During April  the Squadron became part of a re-organised 78 Fighter Wing with 478 Squadron (Maintenance)  assuming responsibility for Meteor maintenance.  The other fighter squadron in the Wing was 75 Squadron.  Over the next few months routine training was carried out.  In addition a Meteor conversion course was run for some newly posted in pilots.

During September, under the leadership of Squadron Leader Royce Royston, the Squadron formed an informal three ship formation aerobatic team.  On 22 September the team gave its first public performance over the RAAF seaplane base at Rathmines.  During the next six months the team performed at Camden, Newcastle and at the Hobart Regatta.

The writing was on the wall for the Meteors early in  1956 the Squadron began preparations to convert onto the Avon Sabre.  77 Squadron flew its last Meteor mission during August.  All pilots not undertaking Sabre conversion were absorbed into 75 Squadron.

Many of the Squadron Meteors went to Weapons Research Establishment at Woomera to be converted into U21A target drones.  The other Meteors went to the Citizens Air Force Squadrons, No. 22 City of Sydney, No. 23 City of Brisbane and to No. 75 Squadron at Williamtown.

No story of the 77 Squadron involvement in the Korean War would be complete without mention of the wonderful support given by 36 Transport Squadron based in Iwakuni.

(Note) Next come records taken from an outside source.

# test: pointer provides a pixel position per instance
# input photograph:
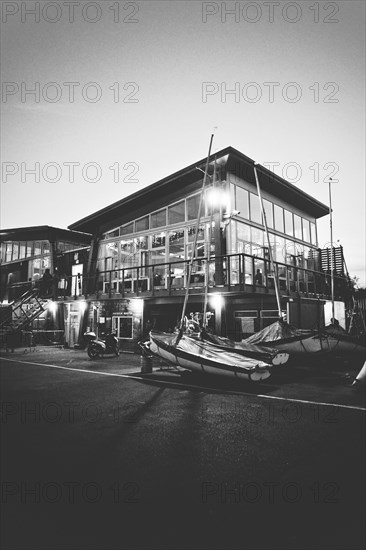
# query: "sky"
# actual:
(126, 93)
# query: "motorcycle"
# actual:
(100, 347)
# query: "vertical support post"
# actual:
(269, 244)
(331, 249)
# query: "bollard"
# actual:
(146, 363)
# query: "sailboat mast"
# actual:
(331, 249)
(269, 244)
(181, 324)
(204, 320)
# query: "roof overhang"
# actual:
(44, 232)
(188, 180)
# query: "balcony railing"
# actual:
(231, 272)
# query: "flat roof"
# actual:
(151, 197)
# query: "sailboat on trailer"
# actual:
(202, 356)
(286, 338)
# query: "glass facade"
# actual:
(168, 234)
(278, 218)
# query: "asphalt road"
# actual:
(94, 456)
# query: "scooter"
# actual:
(99, 347)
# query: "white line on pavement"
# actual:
(180, 385)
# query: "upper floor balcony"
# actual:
(231, 273)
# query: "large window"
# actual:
(242, 202)
(124, 230)
(278, 215)
(37, 248)
(289, 223)
(298, 227)
(15, 251)
(176, 213)
(313, 233)
(142, 224)
(268, 208)
(255, 211)
(158, 219)
(306, 230)
(9, 247)
(192, 207)
(158, 240)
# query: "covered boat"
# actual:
(294, 341)
(202, 357)
(285, 337)
(267, 354)
(342, 343)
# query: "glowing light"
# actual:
(216, 301)
(218, 197)
(137, 305)
(82, 306)
(52, 307)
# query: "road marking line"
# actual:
(180, 385)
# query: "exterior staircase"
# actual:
(23, 311)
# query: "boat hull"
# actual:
(203, 358)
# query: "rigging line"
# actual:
(181, 324)
(204, 320)
(275, 278)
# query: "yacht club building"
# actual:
(142, 244)
(137, 250)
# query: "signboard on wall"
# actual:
(339, 312)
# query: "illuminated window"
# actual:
(278, 214)
(289, 223)
(8, 252)
(192, 207)
(255, 211)
(29, 248)
(15, 251)
(313, 233)
(176, 213)
(37, 248)
(268, 208)
(142, 224)
(123, 230)
(158, 219)
(242, 202)
(306, 230)
(298, 226)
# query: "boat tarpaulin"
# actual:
(278, 332)
(206, 358)
(267, 354)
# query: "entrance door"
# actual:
(74, 328)
(123, 326)
(77, 279)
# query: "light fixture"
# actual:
(52, 307)
(216, 301)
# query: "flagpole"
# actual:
(269, 244)
(331, 249)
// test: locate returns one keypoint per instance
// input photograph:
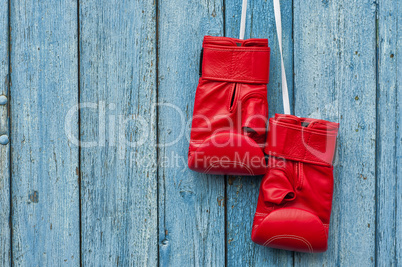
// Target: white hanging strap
(285, 94)
(243, 19)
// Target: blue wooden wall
(120, 76)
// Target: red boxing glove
(231, 109)
(294, 205)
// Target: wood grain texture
(387, 134)
(5, 239)
(335, 79)
(44, 61)
(118, 90)
(398, 140)
(242, 192)
(191, 205)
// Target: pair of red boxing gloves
(229, 136)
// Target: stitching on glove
(213, 164)
(295, 237)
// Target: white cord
(243, 19)
(285, 93)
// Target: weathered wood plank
(242, 192)
(191, 205)
(5, 240)
(118, 82)
(335, 79)
(45, 191)
(398, 139)
(387, 132)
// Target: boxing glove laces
(294, 205)
(295, 199)
(230, 109)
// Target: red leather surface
(230, 117)
(248, 63)
(294, 205)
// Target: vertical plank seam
(396, 138)
(157, 127)
(293, 58)
(225, 176)
(293, 90)
(79, 129)
(9, 133)
(376, 131)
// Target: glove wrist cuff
(236, 64)
(302, 143)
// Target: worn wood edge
(119, 183)
(191, 205)
(5, 231)
(387, 132)
(335, 80)
(242, 192)
(45, 215)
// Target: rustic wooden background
(100, 205)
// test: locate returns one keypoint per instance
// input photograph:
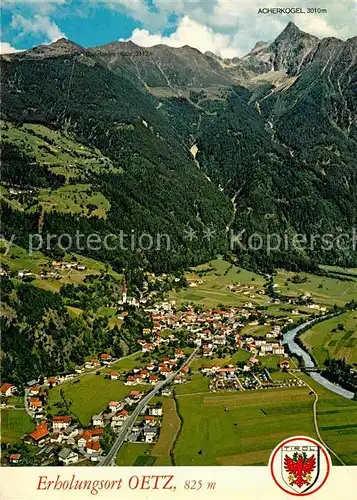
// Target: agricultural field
(337, 420)
(19, 258)
(334, 338)
(63, 154)
(158, 453)
(74, 198)
(135, 454)
(91, 395)
(240, 428)
(324, 291)
(240, 355)
(169, 429)
(14, 424)
(216, 276)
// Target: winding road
(128, 424)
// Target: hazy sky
(226, 27)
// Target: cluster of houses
(213, 329)
(64, 440)
(158, 370)
(250, 376)
(55, 267)
(7, 390)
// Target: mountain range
(179, 140)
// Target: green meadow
(334, 338)
(325, 291)
(240, 428)
(214, 287)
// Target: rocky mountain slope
(274, 134)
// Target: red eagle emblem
(300, 468)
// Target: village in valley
(218, 352)
(60, 438)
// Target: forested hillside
(274, 135)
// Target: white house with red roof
(113, 405)
(61, 422)
(7, 389)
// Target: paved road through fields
(128, 424)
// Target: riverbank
(289, 339)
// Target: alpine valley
(109, 143)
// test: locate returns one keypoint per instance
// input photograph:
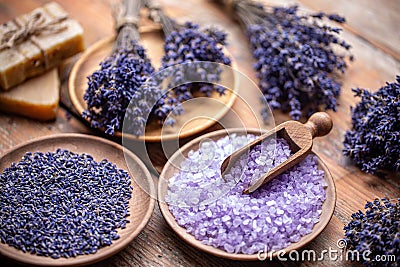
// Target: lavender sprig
(374, 140)
(112, 87)
(296, 63)
(376, 231)
(118, 90)
(185, 44)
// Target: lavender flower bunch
(296, 62)
(377, 231)
(112, 87)
(186, 44)
(374, 140)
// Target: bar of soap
(40, 52)
(37, 98)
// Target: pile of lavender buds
(62, 204)
(218, 214)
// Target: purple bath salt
(216, 212)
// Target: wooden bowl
(171, 168)
(141, 204)
(153, 40)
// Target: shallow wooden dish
(141, 204)
(169, 169)
(153, 40)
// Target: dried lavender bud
(111, 88)
(376, 230)
(296, 61)
(62, 204)
(185, 44)
(374, 140)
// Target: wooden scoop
(298, 135)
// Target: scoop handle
(319, 124)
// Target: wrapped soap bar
(36, 42)
(36, 98)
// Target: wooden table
(372, 30)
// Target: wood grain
(299, 137)
(158, 245)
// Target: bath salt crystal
(216, 212)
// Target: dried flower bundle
(186, 44)
(376, 230)
(374, 140)
(296, 57)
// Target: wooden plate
(141, 205)
(170, 168)
(185, 126)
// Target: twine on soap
(36, 25)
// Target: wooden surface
(172, 167)
(374, 44)
(299, 137)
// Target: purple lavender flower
(374, 140)
(295, 57)
(112, 87)
(376, 231)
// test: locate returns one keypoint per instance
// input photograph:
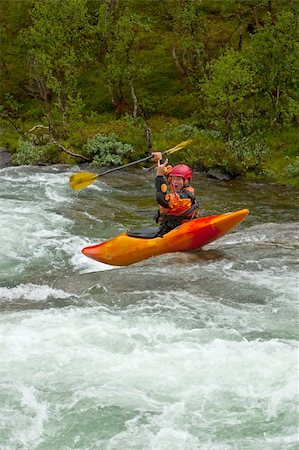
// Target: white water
(187, 351)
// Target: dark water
(183, 351)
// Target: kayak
(134, 246)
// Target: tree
(227, 92)
(58, 50)
(119, 29)
(189, 39)
(274, 56)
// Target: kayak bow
(124, 250)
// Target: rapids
(182, 352)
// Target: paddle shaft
(125, 165)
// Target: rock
(5, 158)
(216, 173)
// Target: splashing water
(183, 351)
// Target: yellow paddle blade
(179, 146)
(81, 180)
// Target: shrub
(29, 154)
(107, 150)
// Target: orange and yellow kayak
(124, 250)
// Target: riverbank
(272, 158)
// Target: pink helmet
(181, 170)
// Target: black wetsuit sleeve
(161, 191)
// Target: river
(180, 352)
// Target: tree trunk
(176, 61)
(135, 101)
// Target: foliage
(224, 73)
(58, 49)
(273, 54)
(232, 81)
(29, 154)
(106, 150)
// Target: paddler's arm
(161, 186)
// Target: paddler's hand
(157, 156)
(162, 168)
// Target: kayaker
(180, 204)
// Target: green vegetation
(107, 81)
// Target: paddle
(83, 179)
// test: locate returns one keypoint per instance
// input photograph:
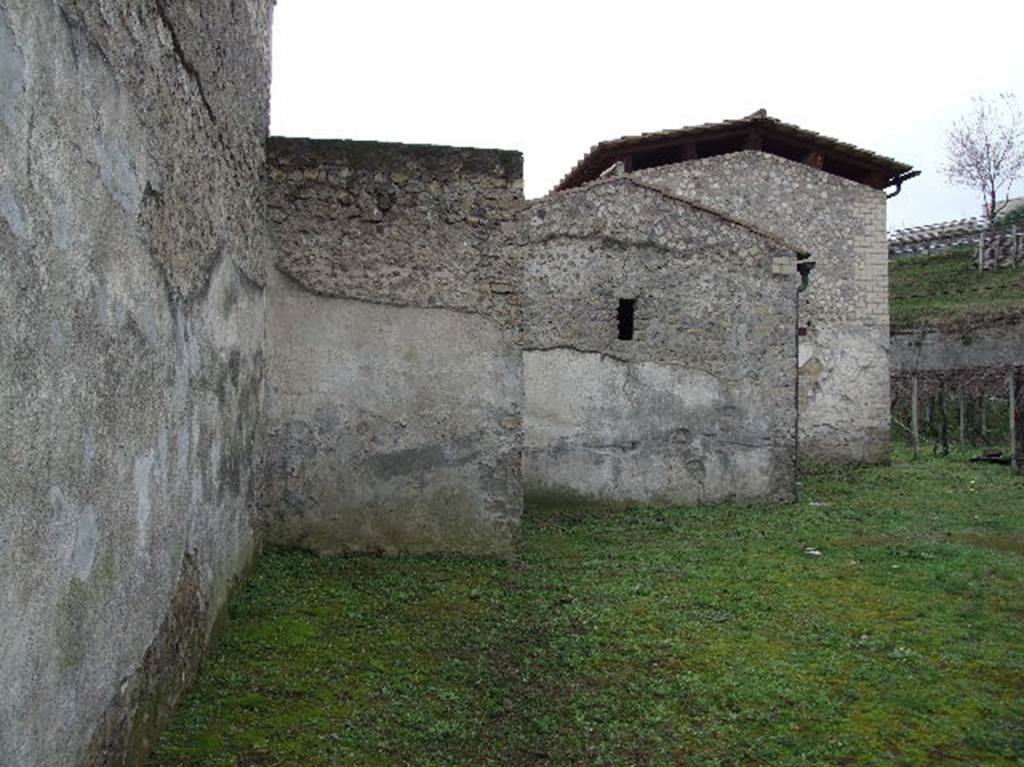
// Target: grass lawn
(946, 290)
(878, 622)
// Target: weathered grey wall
(844, 373)
(994, 345)
(700, 405)
(394, 417)
(131, 264)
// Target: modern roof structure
(757, 131)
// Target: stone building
(659, 351)
(188, 373)
(824, 197)
(394, 416)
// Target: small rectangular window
(626, 306)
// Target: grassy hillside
(946, 290)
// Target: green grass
(705, 636)
(946, 290)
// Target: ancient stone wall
(700, 403)
(974, 347)
(844, 373)
(132, 250)
(394, 418)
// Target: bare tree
(985, 150)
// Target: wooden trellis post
(962, 401)
(1016, 421)
(913, 415)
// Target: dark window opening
(626, 306)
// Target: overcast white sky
(550, 79)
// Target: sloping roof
(757, 131)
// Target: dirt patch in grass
(1012, 542)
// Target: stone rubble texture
(844, 357)
(187, 373)
(132, 256)
(394, 418)
(700, 405)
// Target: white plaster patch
(11, 211)
(89, 448)
(84, 554)
(12, 83)
(141, 474)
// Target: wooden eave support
(815, 159)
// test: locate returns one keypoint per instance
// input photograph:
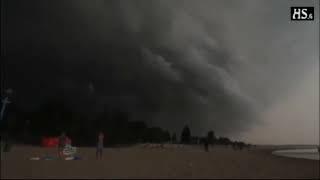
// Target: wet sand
(156, 162)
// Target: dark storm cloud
(170, 62)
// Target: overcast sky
(241, 68)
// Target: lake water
(299, 153)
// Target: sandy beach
(155, 162)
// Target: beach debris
(35, 158)
(69, 158)
(69, 150)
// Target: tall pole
(3, 46)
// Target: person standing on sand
(61, 143)
(100, 145)
(206, 145)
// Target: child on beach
(100, 145)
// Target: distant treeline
(54, 118)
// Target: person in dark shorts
(61, 144)
(100, 145)
(206, 145)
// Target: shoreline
(155, 162)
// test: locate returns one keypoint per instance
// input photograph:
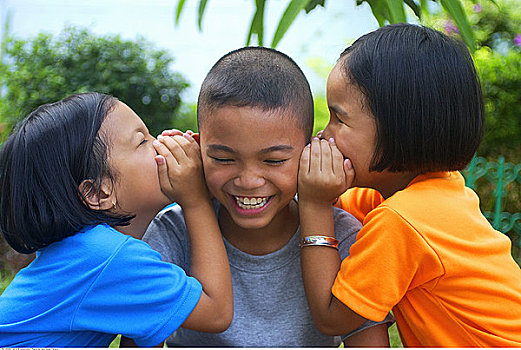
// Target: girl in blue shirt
(80, 180)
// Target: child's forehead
(252, 125)
(257, 116)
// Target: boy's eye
(222, 160)
(275, 161)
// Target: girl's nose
(326, 133)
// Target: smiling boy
(255, 116)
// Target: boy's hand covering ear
(323, 173)
(180, 169)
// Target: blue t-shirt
(85, 289)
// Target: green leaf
(314, 3)
(414, 7)
(257, 23)
(396, 11)
(200, 13)
(180, 5)
(293, 9)
(379, 10)
(456, 11)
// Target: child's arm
(181, 179)
(323, 176)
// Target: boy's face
(250, 159)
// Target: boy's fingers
(171, 132)
(192, 149)
(326, 157)
(304, 160)
(338, 158)
(349, 172)
(162, 171)
(162, 150)
(173, 145)
(315, 162)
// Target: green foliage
(46, 68)
(385, 11)
(501, 82)
(498, 61)
(496, 25)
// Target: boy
(255, 115)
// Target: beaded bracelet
(324, 241)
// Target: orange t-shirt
(429, 254)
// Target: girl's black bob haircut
(422, 89)
(43, 163)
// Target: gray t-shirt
(270, 306)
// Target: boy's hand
(180, 169)
(173, 132)
(323, 173)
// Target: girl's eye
(275, 162)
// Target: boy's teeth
(251, 203)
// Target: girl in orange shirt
(406, 116)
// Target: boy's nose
(249, 180)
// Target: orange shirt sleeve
(359, 201)
(388, 259)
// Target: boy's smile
(250, 158)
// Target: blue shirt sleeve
(138, 295)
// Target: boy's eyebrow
(217, 147)
(277, 148)
(338, 110)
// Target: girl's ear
(104, 199)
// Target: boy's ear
(103, 199)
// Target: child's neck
(395, 182)
(136, 228)
(264, 240)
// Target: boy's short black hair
(261, 78)
(42, 164)
(422, 88)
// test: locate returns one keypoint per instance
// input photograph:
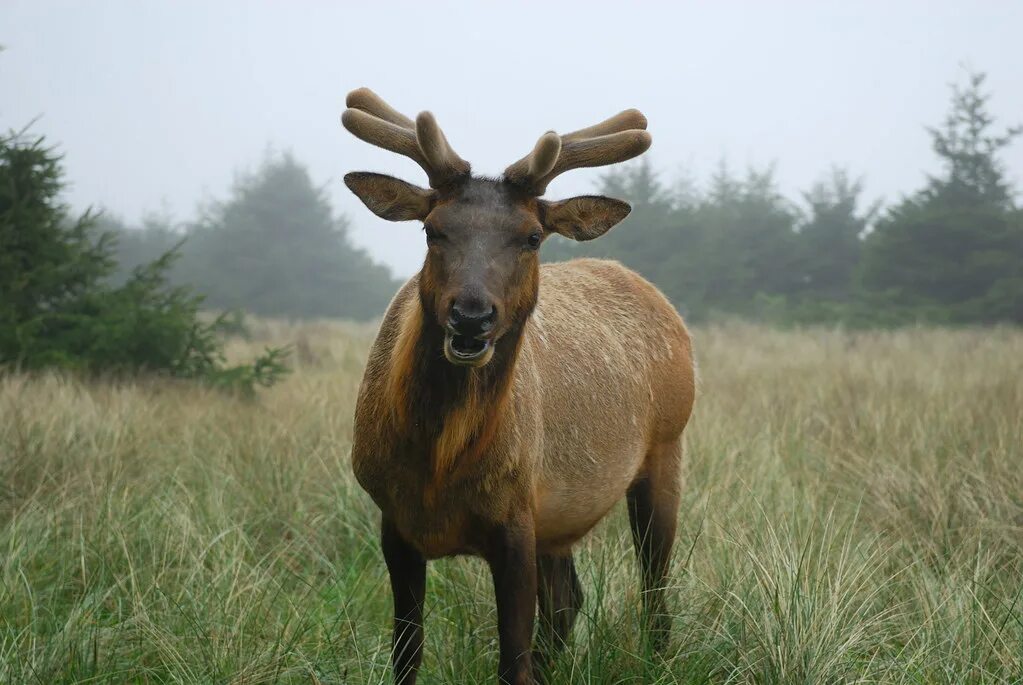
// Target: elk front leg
(408, 585)
(512, 556)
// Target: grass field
(853, 512)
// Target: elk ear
(583, 218)
(389, 197)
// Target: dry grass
(853, 513)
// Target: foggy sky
(157, 105)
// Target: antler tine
(373, 121)
(626, 120)
(616, 139)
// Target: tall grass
(853, 512)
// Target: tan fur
(604, 380)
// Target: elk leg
(561, 597)
(408, 584)
(512, 554)
(653, 504)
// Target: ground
(853, 512)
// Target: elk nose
(472, 317)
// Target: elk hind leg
(560, 597)
(653, 504)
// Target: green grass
(853, 512)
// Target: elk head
(481, 276)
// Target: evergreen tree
(57, 308)
(275, 248)
(953, 252)
(830, 239)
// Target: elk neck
(448, 412)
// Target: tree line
(951, 253)
(274, 247)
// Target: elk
(507, 406)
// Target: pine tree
(953, 252)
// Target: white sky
(158, 104)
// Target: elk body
(506, 407)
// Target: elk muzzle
(469, 339)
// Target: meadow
(853, 513)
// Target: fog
(158, 105)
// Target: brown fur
(506, 407)
(604, 378)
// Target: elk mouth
(466, 351)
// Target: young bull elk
(505, 406)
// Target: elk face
(481, 276)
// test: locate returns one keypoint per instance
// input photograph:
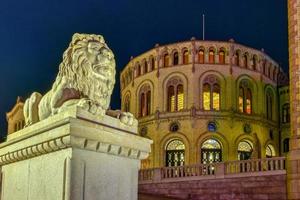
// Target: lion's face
(101, 60)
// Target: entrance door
(211, 151)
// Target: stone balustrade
(253, 167)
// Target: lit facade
(207, 101)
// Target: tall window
(175, 150)
(245, 97)
(138, 70)
(237, 58)
(286, 113)
(127, 104)
(145, 101)
(245, 149)
(211, 93)
(254, 62)
(166, 60)
(211, 59)
(152, 63)
(286, 145)
(175, 95)
(269, 104)
(211, 151)
(185, 57)
(201, 56)
(175, 58)
(270, 151)
(222, 57)
(245, 59)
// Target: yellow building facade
(207, 101)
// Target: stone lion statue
(86, 79)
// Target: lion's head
(89, 67)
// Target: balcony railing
(267, 166)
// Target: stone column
(73, 155)
(293, 159)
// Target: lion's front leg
(125, 117)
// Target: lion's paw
(127, 118)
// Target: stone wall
(243, 188)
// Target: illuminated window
(245, 149)
(175, 58)
(145, 67)
(254, 60)
(127, 104)
(245, 61)
(286, 145)
(211, 93)
(175, 95)
(211, 56)
(145, 101)
(185, 57)
(270, 151)
(138, 73)
(201, 56)
(269, 104)
(237, 58)
(206, 96)
(222, 57)
(152, 63)
(285, 113)
(166, 60)
(245, 98)
(175, 151)
(211, 151)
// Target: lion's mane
(77, 71)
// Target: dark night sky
(35, 33)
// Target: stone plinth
(73, 155)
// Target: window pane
(241, 100)
(216, 97)
(206, 96)
(171, 99)
(201, 56)
(180, 97)
(249, 102)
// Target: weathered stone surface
(73, 155)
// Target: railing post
(157, 175)
(220, 170)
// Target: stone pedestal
(73, 155)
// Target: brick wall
(243, 188)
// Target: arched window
(175, 58)
(254, 62)
(286, 145)
(145, 101)
(270, 151)
(245, 97)
(201, 56)
(211, 151)
(211, 93)
(222, 57)
(185, 57)
(175, 151)
(237, 58)
(211, 59)
(145, 70)
(127, 104)
(245, 149)
(138, 73)
(269, 104)
(175, 95)
(166, 60)
(152, 63)
(245, 59)
(286, 113)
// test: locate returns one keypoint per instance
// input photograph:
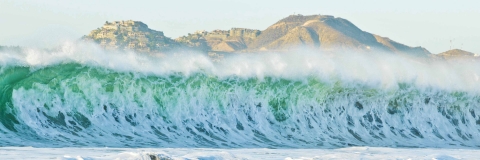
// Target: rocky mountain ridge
(317, 32)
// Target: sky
(437, 25)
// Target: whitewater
(299, 104)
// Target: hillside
(235, 39)
(133, 35)
(318, 32)
(456, 53)
(326, 33)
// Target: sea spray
(80, 95)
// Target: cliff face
(134, 35)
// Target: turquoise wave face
(72, 104)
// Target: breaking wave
(83, 96)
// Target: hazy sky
(427, 23)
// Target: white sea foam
(235, 154)
(376, 69)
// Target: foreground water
(235, 154)
(80, 96)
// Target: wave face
(85, 97)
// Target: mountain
(320, 32)
(133, 35)
(457, 53)
(235, 39)
(326, 33)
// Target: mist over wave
(81, 95)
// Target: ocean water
(81, 98)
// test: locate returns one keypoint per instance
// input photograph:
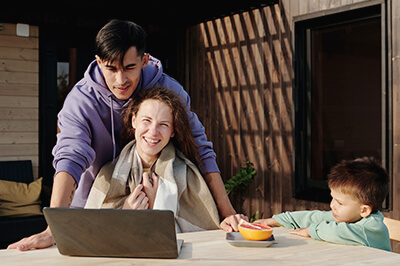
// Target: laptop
(114, 232)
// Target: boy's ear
(365, 211)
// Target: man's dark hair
(116, 37)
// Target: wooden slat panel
(9, 65)
(19, 77)
(19, 42)
(19, 137)
(18, 149)
(19, 96)
(24, 54)
(19, 125)
(396, 108)
(11, 29)
(18, 89)
(19, 113)
(19, 101)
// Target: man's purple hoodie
(89, 135)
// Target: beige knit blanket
(181, 188)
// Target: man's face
(123, 80)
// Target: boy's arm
(269, 221)
(302, 219)
(340, 233)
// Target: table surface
(212, 248)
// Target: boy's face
(347, 209)
(123, 80)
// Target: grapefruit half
(255, 232)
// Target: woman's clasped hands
(143, 196)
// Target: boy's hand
(300, 232)
(269, 221)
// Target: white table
(211, 248)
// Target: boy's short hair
(116, 37)
(364, 179)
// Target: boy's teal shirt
(369, 231)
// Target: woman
(156, 169)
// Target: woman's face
(153, 126)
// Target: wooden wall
(238, 71)
(19, 95)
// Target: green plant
(241, 180)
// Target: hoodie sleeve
(73, 152)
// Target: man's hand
(231, 223)
(42, 240)
(300, 232)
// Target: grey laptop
(114, 232)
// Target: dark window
(341, 96)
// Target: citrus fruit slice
(255, 232)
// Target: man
(90, 123)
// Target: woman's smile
(153, 126)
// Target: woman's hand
(150, 186)
(41, 240)
(231, 222)
(137, 199)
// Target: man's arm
(63, 192)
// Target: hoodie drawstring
(112, 129)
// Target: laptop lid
(114, 232)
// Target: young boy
(358, 189)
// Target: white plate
(237, 240)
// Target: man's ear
(99, 61)
(365, 211)
(145, 60)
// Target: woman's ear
(145, 59)
(365, 211)
(133, 121)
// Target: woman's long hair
(183, 139)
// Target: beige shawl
(181, 188)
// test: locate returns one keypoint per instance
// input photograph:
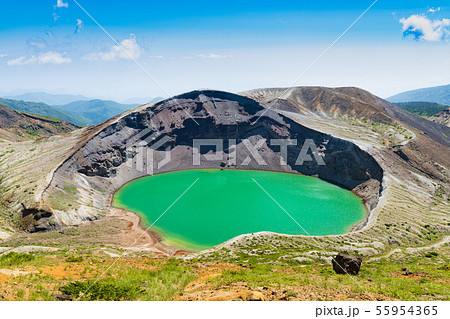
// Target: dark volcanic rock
(102, 164)
(346, 264)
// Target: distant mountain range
(47, 98)
(17, 126)
(46, 110)
(426, 109)
(436, 94)
(96, 111)
(77, 109)
(142, 100)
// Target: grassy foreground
(47, 276)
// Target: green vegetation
(426, 109)
(14, 259)
(162, 284)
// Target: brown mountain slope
(427, 152)
(18, 126)
(442, 118)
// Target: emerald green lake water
(223, 204)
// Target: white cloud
(130, 45)
(42, 58)
(422, 28)
(433, 10)
(38, 44)
(79, 26)
(61, 4)
(214, 56)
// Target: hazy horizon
(54, 46)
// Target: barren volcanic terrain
(397, 162)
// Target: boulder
(346, 264)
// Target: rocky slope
(442, 118)
(428, 151)
(80, 187)
(16, 125)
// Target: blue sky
(231, 45)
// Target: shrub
(13, 258)
(74, 259)
(101, 290)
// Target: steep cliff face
(141, 142)
(443, 117)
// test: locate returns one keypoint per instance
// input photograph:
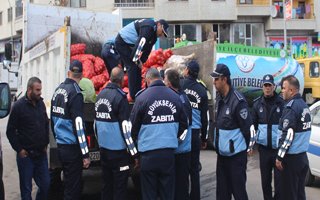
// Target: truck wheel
(309, 178)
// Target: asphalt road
(92, 186)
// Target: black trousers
(115, 173)
(232, 177)
(134, 72)
(182, 163)
(267, 158)
(157, 174)
(195, 162)
(293, 176)
(71, 159)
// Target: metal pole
(284, 26)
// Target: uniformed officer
(157, 120)
(183, 152)
(68, 129)
(130, 39)
(231, 137)
(112, 111)
(267, 110)
(295, 125)
(197, 95)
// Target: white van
(314, 147)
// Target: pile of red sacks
(94, 67)
(156, 59)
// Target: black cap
(76, 66)
(268, 79)
(221, 70)
(193, 66)
(165, 26)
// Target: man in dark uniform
(183, 152)
(231, 137)
(267, 110)
(127, 44)
(68, 129)
(112, 111)
(28, 134)
(197, 95)
(295, 125)
(158, 120)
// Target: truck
(310, 68)
(247, 66)
(48, 33)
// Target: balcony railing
(134, 3)
(254, 2)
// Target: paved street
(93, 181)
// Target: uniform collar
(296, 96)
(157, 83)
(69, 80)
(26, 98)
(113, 85)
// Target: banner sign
(248, 69)
(288, 7)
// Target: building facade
(250, 22)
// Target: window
(19, 8)
(9, 14)
(0, 18)
(245, 1)
(77, 3)
(302, 66)
(314, 70)
(315, 115)
(134, 3)
(83, 3)
(279, 6)
(249, 34)
(222, 32)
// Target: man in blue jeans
(197, 95)
(28, 134)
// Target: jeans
(36, 168)
(157, 174)
(195, 162)
(115, 174)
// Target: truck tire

When the Korean War began 36 Transport Squadron had only one aircraft, a Douglas C47 Dakota, which began operational flying on 2 July 1950.  It soon became obvious that such a small unit could not cope with the increasing workload and it was not long before more personnel and aircraft were provided.

One of their major tasks was to fly supplies and crews between Japan and Korea and many a 77 Squadron pilot appreciated his trip back to Japan on R & R on one of the Gooney Birds.

Their reputation for reliability in face of, at times, great extremes of weather was well earned and their story has already been told elsewhere.